Im dłużej trwała pierwsza połowa, tym było ciekawiej

Broniący bramki Portowców Valentin Cojocaru zaczynał spotkanie z serią trzech kolejnych występów bez straty gola. Status niepokonanego utrzymał do 35. minuty, gdy zaskoczył go… Mariusz Malec. Środkowy obrońca Pogoni Szczecin chciał zablokować dośrodkowanie, tymczasem wpakował futbolówkę do własnej siatki. Gospodarze musieli od tego momentu grać odważniej. Mimo wszystko potrafili odnaleźć się w niełatwej sytuacji, a 9 minut po straconym golu, trio Koutris — Grosicki — Koulouris popisało się ładną dla oka akcją. Dokładne podanie na skrzydło, przebojowość Grosika i zmysł strzelecki greckiego napastnika. O ile do samobójczego gola Malca nie działo się wiele, o tyle z każdą minutą mecz nabierał rumieńców. Końcówka pierwszej połowy była wręcz arcyciekawa — Pogoń szukała kolejnego trafienia, Jagiellonia czekała na kontry. Mecz się przyjemnie rozkręcił.

źródło: CANAL+ SPORT w serwisie X

Pogoń zrobiła swoje i… tyle

Podrażnione ambicje po straconej bramce przełożyły się także na wejście Pogoni Szczecin w drugą połowę. Kamil Grosicki tuż po zmianie stron znalazł drogę do siatki, jednak trafienie zostało anulowane ze względu na zagranie ręką… Michala Sacka. Piotr Lasyk podyktował w zamian rzut karny, który na gola zamienił Grosicki. Pogoń stosunkowo szybko odzyskała kontrolę nad meczem i dwukrotnie znalazła sposób na Zlatana Alomerovicia. Jagiellonia, chcąc szukać swoich szans, musiała opuścić defensywną gardę i próbować ataku pozycyjnego. Rolę się odwróciły.

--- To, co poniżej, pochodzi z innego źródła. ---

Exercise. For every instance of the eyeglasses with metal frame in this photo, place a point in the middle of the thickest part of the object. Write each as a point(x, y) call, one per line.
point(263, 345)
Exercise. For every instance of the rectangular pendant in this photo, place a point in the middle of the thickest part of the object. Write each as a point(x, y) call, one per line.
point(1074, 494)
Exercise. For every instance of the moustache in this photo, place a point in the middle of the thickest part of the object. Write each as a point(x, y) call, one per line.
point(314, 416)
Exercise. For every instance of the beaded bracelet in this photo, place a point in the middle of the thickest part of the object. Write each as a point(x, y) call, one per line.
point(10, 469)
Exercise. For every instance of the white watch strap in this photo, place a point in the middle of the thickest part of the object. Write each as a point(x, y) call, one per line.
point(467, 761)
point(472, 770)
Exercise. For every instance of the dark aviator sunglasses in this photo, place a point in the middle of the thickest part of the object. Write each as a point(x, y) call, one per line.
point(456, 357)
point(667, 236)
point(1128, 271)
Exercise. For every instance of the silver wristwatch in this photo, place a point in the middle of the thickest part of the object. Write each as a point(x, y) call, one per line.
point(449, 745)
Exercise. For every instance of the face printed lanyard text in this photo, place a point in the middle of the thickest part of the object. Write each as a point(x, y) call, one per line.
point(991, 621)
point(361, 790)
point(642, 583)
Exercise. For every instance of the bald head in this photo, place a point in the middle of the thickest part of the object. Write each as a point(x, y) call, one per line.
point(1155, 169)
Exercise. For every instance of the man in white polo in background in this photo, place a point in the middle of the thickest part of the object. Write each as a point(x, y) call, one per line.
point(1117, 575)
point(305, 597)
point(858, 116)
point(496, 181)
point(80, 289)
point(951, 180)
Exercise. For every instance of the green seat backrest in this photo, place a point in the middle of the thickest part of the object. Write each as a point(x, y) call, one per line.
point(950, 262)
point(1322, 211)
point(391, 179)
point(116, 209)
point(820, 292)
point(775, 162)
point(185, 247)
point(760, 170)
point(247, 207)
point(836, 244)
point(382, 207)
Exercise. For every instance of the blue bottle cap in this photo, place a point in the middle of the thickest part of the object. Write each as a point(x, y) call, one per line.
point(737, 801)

Im dłużej trwała druga połowa, tym bliżej bramki Cojocaru przesuwali się zawodnicy z Białegostoku. Czy piłkarzy Gustafssona można skrytykować za oddanie inicjatywy rywalom? Zdania zapewne będą podzielone — jednak liczy się efekt końcowy. Piłkarze Jagi mimo 70% posiadania piłki w drugiej połowie, nie byli w stanie oddać strzału celnego — a Pogoń za sprawą Kamila Grosickiego potrafiła groźnie kontrować. Martwić mogą problemy zdrowotne Koutrisa i Grosika, jednak cel na dzisiejszy mecz został zrealizowany. Portowcy po remisie z Piastem Gliwice, notują kolejne zwycięstwo, a ich strata do Jagiellonii to już ledwie 4 punkty. Pół żartem — pół serio, najgroźniejszym ofensywnym zawodnikiem zespołu gości był dzisiaj Mariusz Malec. Samobójcze trafienie defensora Pogoni okazało się jednak kluczowe — Portowcy podrażnieni straconym golem odrobili straty i wyszli na prowadzenie. Jagiellonia po prostu nie była w stanie na to zareagować.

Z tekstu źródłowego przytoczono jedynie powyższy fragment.